Coming around the globe I looked down at Atlas’ scroll, he was watching a blue dot on a map. It was moving slowly before his eyes flicked to a second moving dot, this time black, and poised over where England would’ve been on a regular map. He touched it and the dot expanded into a black circle that took up most of the scroll. It slowly faded out and an image appeared in its stead.
A young man was standing on a street corner, he looked dirty and tired, sick even, as he smoked a cigarette with almost an obsession. His eyes were full of pain, I felt sad for him. A woman came into view and he stepped forward toward her. I thought maybe she was his girlfriend but then
, by her reaction I could tell, she had no idea who he was.
Atlas looked up at me, appearing almost surprised to see me before he closed the screen with a flick of his wrist and quickly rolled the scroll up.
“What was that?”
“A map; I’m tracking the others.”
“There are more Gods?”
“Of course, there is an entire pantheon. There are dozens of other Gods.”
“Why aren’t they here then?”
“It’s not their time to come yet.
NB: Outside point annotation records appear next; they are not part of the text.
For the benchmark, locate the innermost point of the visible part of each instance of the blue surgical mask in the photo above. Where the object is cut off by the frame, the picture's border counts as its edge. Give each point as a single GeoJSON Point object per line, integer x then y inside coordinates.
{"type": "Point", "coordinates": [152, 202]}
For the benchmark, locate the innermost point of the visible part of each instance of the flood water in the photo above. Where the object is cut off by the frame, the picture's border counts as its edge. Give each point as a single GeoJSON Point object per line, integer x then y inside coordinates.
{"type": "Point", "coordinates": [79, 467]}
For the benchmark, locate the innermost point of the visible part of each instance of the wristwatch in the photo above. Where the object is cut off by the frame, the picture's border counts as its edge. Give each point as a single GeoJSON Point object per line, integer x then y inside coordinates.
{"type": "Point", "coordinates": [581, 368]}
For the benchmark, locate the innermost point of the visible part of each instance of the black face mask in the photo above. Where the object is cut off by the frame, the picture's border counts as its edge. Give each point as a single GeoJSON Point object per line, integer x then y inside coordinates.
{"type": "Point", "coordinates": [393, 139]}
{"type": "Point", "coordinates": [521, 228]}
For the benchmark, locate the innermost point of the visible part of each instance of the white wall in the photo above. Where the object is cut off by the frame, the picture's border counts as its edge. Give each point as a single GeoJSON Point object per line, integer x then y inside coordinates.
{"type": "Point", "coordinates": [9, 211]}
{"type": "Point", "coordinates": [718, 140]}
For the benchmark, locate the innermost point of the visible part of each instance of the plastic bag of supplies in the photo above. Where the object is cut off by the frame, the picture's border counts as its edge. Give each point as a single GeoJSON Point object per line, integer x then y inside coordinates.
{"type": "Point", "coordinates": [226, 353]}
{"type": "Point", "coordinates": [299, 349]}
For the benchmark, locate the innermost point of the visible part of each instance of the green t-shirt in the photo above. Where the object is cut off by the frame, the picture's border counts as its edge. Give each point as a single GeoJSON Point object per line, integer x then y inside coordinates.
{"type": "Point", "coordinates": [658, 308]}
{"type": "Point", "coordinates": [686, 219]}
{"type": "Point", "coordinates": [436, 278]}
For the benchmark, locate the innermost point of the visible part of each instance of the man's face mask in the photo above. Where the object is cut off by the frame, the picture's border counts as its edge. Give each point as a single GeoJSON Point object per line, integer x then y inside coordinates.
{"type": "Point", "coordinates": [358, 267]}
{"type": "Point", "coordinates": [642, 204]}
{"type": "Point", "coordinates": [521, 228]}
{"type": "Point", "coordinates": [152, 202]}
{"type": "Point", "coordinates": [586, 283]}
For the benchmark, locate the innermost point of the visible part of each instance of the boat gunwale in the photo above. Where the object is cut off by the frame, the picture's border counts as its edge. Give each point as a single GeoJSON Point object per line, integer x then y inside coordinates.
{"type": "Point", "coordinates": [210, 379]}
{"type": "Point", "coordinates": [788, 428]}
They still have things they need to do in their mortal lives before I can bring them here.”
“Why?”
Atlas smiled and I worried he could sense that I was coming around to all of this – albeit slowly. I didn’t want to give him the wrong impression.
“Because part of being a specific God is having a shared history with their God, so some people still need to experience things as mortals in order for the celestial union to occur. It’s their destiny.”
Now destiny was a concept I, finally, understood.
“Was... My uncle my destiny?”
Atlas looked up at me and frowned, torn between giving me the truth and protecting me. It was a look my father had familiarised me with. “Have you read the book then?”
He changed the subject, leaving me unsure if I should be angry or grateful for that.
“I did, and I did some research on the computer. I have a few questions.”
He nodded and stood up, “I’ll be happy to answer them so long as I can. Let’s go somewhere more comfortable though.” He waved his hand and suddenly the room around us changed completely. No longer were we in an office, but a comfy waiting room. The seat I had been about to sit on turned into a couch I was more than happy to flop onto while Atlas’ desk disappeared and he was sitting in a lounge chair.
“So, ask away.” He smiled at me in a friendly enough way that momentarily I didn’t feel embarrassed for my belief or disbelief. I wasn’t sure which one made me more uncomfortable.
“I read about the Greek Gods... And say I believe you, about me being one – which am I supposed to be?”